Home | About | Sematext search-lucene.com search-hadoop.com
 Search Hadoop and all its subprojects:

Switch to Threaded View
Hive, mail # user - Rolling MAU computation


Copy link to this message
-
Re: Rolling MAU computation
Vijay 2012-10-12, 20:42
For both simplicity and efficiency, I'd recommend making the
mausummary table partitioned on date and generate the MAU data each
day. There is no reason to generate MAU data for a given day more than
once (unless you find some problems with the source data or
something).

On Fri, Oct 12, 2012 at 1:08 PM, Igor Tatarinov <[EMAIL PROTECTED]> wrote:
> You just need to put the join condition in the WHERE clause. That way Hive
> will do a cartesian product followed by a filter.
>
> On Fri, Oct 12, 2012 at 1:02 PM, Tom Hubina <[EMAIL PROTECTED]> wrote:
>>
>> I think I see what you're saying about the temp table with start/end dates
>> (30x expansion makes sense) and it sounds like it should work. I just need
>> to figure out a good way to generate the table.
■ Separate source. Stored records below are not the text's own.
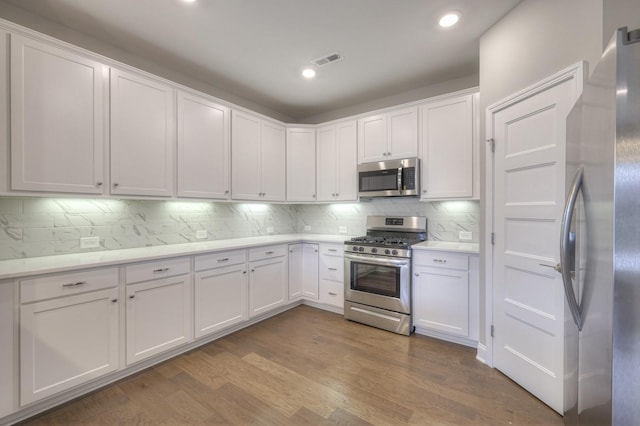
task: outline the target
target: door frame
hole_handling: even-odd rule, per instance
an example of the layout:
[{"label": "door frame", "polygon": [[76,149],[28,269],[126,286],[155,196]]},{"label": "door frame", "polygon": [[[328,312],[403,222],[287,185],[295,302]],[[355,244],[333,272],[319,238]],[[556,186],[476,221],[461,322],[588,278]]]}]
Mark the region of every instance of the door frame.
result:
[{"label": "door frame", "polygon": [[494,153],[492,151],[492,141],[494,137],[494,120],[493,117],[499,111],[502,111],[514,104],[522,102],[523,100],[530,98],[540,92],[543,92],[553,86],[564,83],[565,81],[575,79],[577,93],[575,99],[577,100],[582,94],[583,83],[587,77],[588,64],[586,61],[579,61],[549,77],[546,77],[538,82],[517,91],[498,102],[495,102],[487,107],[485,113],[485,215],[484,215],[484,227],[485,238],[481,243],[480,249],[485,254],[484,258],[484,282],[485,282],[485,342],[484,344],[478,343],[478,356],[480,361],[483,361],[490,367],[494,367],[493,364],[493,345],[494,339],[491,336],[491,327],[493,326],[493,262],[494,262],[494,245],[491,242],[491,236],[495,232],[494,213],[495,213],[495,198],[494,198],[494,180],[495,180],[495,162]]}]

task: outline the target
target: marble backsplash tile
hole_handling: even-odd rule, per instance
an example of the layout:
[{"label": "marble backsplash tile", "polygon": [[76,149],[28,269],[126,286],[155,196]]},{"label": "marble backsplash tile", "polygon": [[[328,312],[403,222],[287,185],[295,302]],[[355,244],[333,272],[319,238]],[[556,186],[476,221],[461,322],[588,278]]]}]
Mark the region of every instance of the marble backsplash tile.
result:
[{"label": "marble backsplash tile", "polygon": [[[458,231],[465,230],[478,241],[478,202],[285,205],[0,197],[0,260],[193,242],[198,230],[207,231],[207,240],[338,234],[340,226],[348,235],[360,235],[366,216],[374,214],[424,215],[429,239],[458,241]],[[100,237],[100,248],[81,249],[80,238],[91,236]]]}]

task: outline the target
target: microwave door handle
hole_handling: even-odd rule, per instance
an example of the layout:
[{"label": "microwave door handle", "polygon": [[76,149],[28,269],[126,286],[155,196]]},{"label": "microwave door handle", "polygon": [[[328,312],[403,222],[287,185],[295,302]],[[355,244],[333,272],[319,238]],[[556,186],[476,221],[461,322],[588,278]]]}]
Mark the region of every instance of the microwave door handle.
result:
[{"label": "microwave door handle", "polygon": [[402,192],[402,167],[398,167],[398,192]]}]

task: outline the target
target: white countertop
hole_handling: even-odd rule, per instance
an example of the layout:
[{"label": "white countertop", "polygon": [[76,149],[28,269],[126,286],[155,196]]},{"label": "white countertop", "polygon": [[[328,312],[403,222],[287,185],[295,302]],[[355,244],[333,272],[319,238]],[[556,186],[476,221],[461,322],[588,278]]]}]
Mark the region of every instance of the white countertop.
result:
[{"label": "white countertop", "polygon": [[94,268],[131,262],[143,262],[145,260],[162,259],[166,257],[190,256],[200,253],[264,246],[269,244],[286,244],[296,242],[342,243],[349,238],[350,237],[346,235],[323,234],[268,235],[261,237],[233,238],[228,240],[3,260],[0,261],[0,279],[50,274],[80,268]]},{"label": "white countertop", "polygon": [[411,246],[413,250],[455,251],[458,253],[480,254],[480,244],[448,241],[424,241]]}]

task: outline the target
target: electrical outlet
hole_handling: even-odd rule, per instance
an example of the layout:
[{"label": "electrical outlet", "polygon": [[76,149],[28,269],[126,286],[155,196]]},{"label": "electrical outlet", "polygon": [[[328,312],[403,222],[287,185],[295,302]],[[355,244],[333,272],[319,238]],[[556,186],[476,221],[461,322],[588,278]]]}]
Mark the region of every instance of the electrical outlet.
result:
[{"label": "electrical outlet", "polygon": [[267,226],[267,234],[273,234],[273,226]]},{"label": "electrical outlet", "polygon": [[340,226],[340,233],[341,234],[346,234],[347,233],[347,227],[346,226]]},{"label": "electrical outlet", "polygon": [[100,237],[84,237],[80,238],[80,248],[90,249],[100,247]]},{"label": "electrical outlet", "polygon": [[458,239],[464,240],[464,241],[471,241],[473,240],[473,233],[468,231],[458,231]]},{"label": "electrical outlet", "polygon": [[206,229],[198,229],[196,231],[196,240],[204,240],[207,238],[207,230]]},{"label": "electrical outlet", "polygon": [[311,225],[305,225],[304,226],[304,230],[305,231],[311,231]]}]

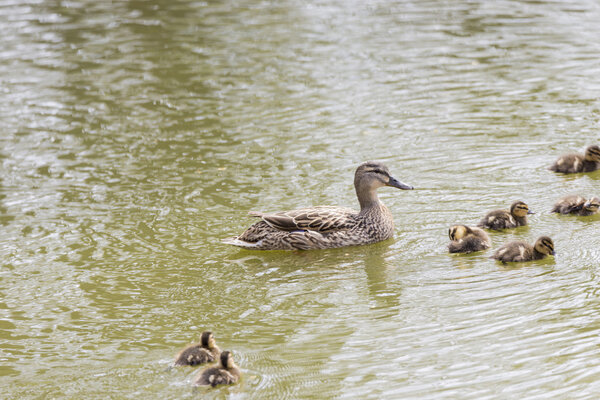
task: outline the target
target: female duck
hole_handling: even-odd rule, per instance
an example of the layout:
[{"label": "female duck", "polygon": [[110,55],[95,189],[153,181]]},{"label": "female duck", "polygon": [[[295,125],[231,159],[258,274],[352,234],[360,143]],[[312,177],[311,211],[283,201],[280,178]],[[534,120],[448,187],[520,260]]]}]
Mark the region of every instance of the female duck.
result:
[{"label": "female duck", "polygon": [[565,196],[554,204],[552,212],[560,214],[592,215],[598,212],[600,199],[592,197],[586,200],[577,195]]},{"label": "female duck", "polygon": [[527,214],[533,214],[532,211],[529,211],[527,204],[515,201],[510,206],[510,210],[490,211],[477,226],[493,230],[516,228],[527,225]]},{"label": "female duck", "polygon": [[413,187],[390,175],[380,162],[365,162],[354,174],[360,212],[344,207],[318,206],[274,214],[250,213],[262,220],[224,243],[257,250],[311,250],[357,246],[394,235],[392,214],[377,197],[377,189]]},{"label": "female duck", "polygon": [[175,356],[175,366],[200,365],[215,361],[221,350],[211,332],[202,332],[200,343],[192,344]]},{"label": "female duck", "polygon": [[574,174],[576,172],[591,172],[600,168],[600,147],[590,146],[585,154],[570,153],[558,158],[550,167],[550,171]]},{"label": "female duck", "polygon": [[194,381],[194,386],[231,385],[240,380],[242,372],[233,362],[230,351],[221,353],[218,367],[206,368],[200,372]]},{"label": "female duck", "polygon": [[454,225],[450,227],[448,236],[451,240],[448,245],[450,253],[471,253],[489,249],[491,246],[488,234],[475,227]]},{"label": "female duck", "polygon": [[490,258],[507,263],[541,260],[554,254],[552,239],[548,236],[541,236],[533,246],[523,241],[508,242],[496,250]]}]

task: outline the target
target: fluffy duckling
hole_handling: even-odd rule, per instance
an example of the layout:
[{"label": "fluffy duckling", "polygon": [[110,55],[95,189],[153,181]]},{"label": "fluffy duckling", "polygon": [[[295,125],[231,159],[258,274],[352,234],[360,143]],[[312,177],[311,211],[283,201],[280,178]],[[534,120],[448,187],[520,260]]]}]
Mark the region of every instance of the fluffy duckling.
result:
[{"label": "fluffy duckling", "polygon": [[488,249],[491,246],[490,237],[483,229],[466,225],[454,225],[448,231],[450,253],[471,253]]},{"label": "fluffy duckling", "polygon": [[527,204],[515,201],[510,206],[510,210],[490,211],[479,221],[477,226],[493,230],[516,228],[527,225],[527,214],[533,214],[533,211],[529,211]]},{"label": "fluffy duckling", "polygon": [[554,254],[552,239],[548,236],[541,236],[533,246],[520,240],[508,242],[496,250],[490,258],[507,263],[541,260],[548,255]]},{"label": "fluffy duckling", "polygon": [[206,368],[201,371],[194,381],[194,386],[231,385],[236,383],[242,376],[242,372],[233,362],[230,351],[221,353],[220,365],[218,367]]},{"label": "fluffy duckling", "polygon": [[592,215],[598,212],[600,199],[592,197],[586,200],[578,195],[565,196],[554,204],[552,212],[560,214]]},{"label": "fluffy duckling", "polygon": [[212,332],[202,332],[200,343],[192,344],[181,350],[175,356],[175,366],[182,365],[200,365],[213,362],[219,357],[221,350],[217,347],[217,342]]},{"label": "fluffy duckling", "polygon": [[570,153],[558,158],[550,167],[550,171],[574,174],[576,172],[591,172],[600,168],[600,147],[590,146],[585,154]]}]

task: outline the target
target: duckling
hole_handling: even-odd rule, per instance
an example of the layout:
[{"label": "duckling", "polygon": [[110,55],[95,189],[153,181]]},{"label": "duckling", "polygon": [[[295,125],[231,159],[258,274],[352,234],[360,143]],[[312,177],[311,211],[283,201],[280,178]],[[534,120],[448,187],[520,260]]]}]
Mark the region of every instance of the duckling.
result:
[{"label": "duckling", "polygon": [[230,351],[221,353],[220,365],[218,367],[206,368],[201,371],[194,381],[194,386],[231,385],[236,383],[242,376],[242,372],[235,365],[233,355]]},{"label": "duckling", "polygon": [[600,147],[590,146],[585,154],[570,153],[558,158],[549,168],[550,171],[574,174],[576,172],[591,172],[600,168]]},{"label": "duckling", "polygon": [[501,230],[506,228],[516,228],[527,225],[527,214],[534,214],[529,211],[527,204],[522,201],[515,201],[509,210],[490,211],[483,217],[479,224],[480,228]]},{"label": "duckling", "polygon": [[552,212],[560,214],[592,215],[598,212],[600,199],[592,197],[586,200],[578,195],[565,196],[554,204]]},{"label": "duckling", "polygon": [[217,342],[212,332],[202,332],[200,343],[192,344],[181,350],[175,356],[175,366],[182,365],[200,365],[213,362],[219,357],[221,350],[217,347]]},{"label": "duckling", "polygon": [[483,229],[466,225],[454,225],[448,231],[450,253],[471,253],[488,249],[491,246],[490,237]]},{"label": "duckling", "polygon": [[387,240],[394,236],[394,218],[377,197],[377,189],[383,186],[413,189],[392,177],[383,163],[367,161],[354,174],[360,212],[330,206],[271,214],[251,212],[261,221],[223,242],[255,250],[313,250]]},{"label": "duckling", "polygon": [[490,258],[507,263],[541,260],[548,255],[554,254],[552,239],[548,236],[541,236],[533,246],[520,240],[508,242],[496,250]]}]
Thanks!
>>
>> Tom
>>
>> On Wed, Oct 10, 2012 at 11:05 PM, Igor Tatarinov <[EMAIL PROTECTED]> wrote:
>>>
>>> If you have a lot of data, you might have to write a custom reducer (in
>>> python) to keep track of the moving date window.
>>>
>>> If you don't have that much data, you might want to use a temp table
>>> <start_date, end_date> such that datediff(end_date, start_date) < 30. To
>>> create such a table, you can self-join a table of unique dates using the
>>> above condition. Then, you would join your data with that table on
>>> start_date and group by end_date counting distinct user_ids. Hope I got that
>>> right :)
>>>
>>> The latter approach will essentially multiply the number of rows by 30.
>>>
>>> igor
>>> decide.com
>>>
>>>
>>> On Wed, Oct 10, 2012 at 3:05 PM, Tom Hubina <[EMAIL PROTECTED]> wrote:
>>>>
>>>> I'm trying to compute the number of active users in the previous 30 days
>>>> for each day over a date range. I can't think of any way to do it directly
>>>> within Hive so I'm wondering if you guys have any ideas.
>>>>
>>>> Basically the algorithm is something like:
>>>>
>>>> For each day in date range:
>>>>    SELECT day, COUNT(DISTINCT(userid)) FROM logins WHERE day -
>>>> logins.day < 30;
>>>>
>>>> Thanks for your help!
>>>>
>>>> Tom
>>>>
>>>
>>
>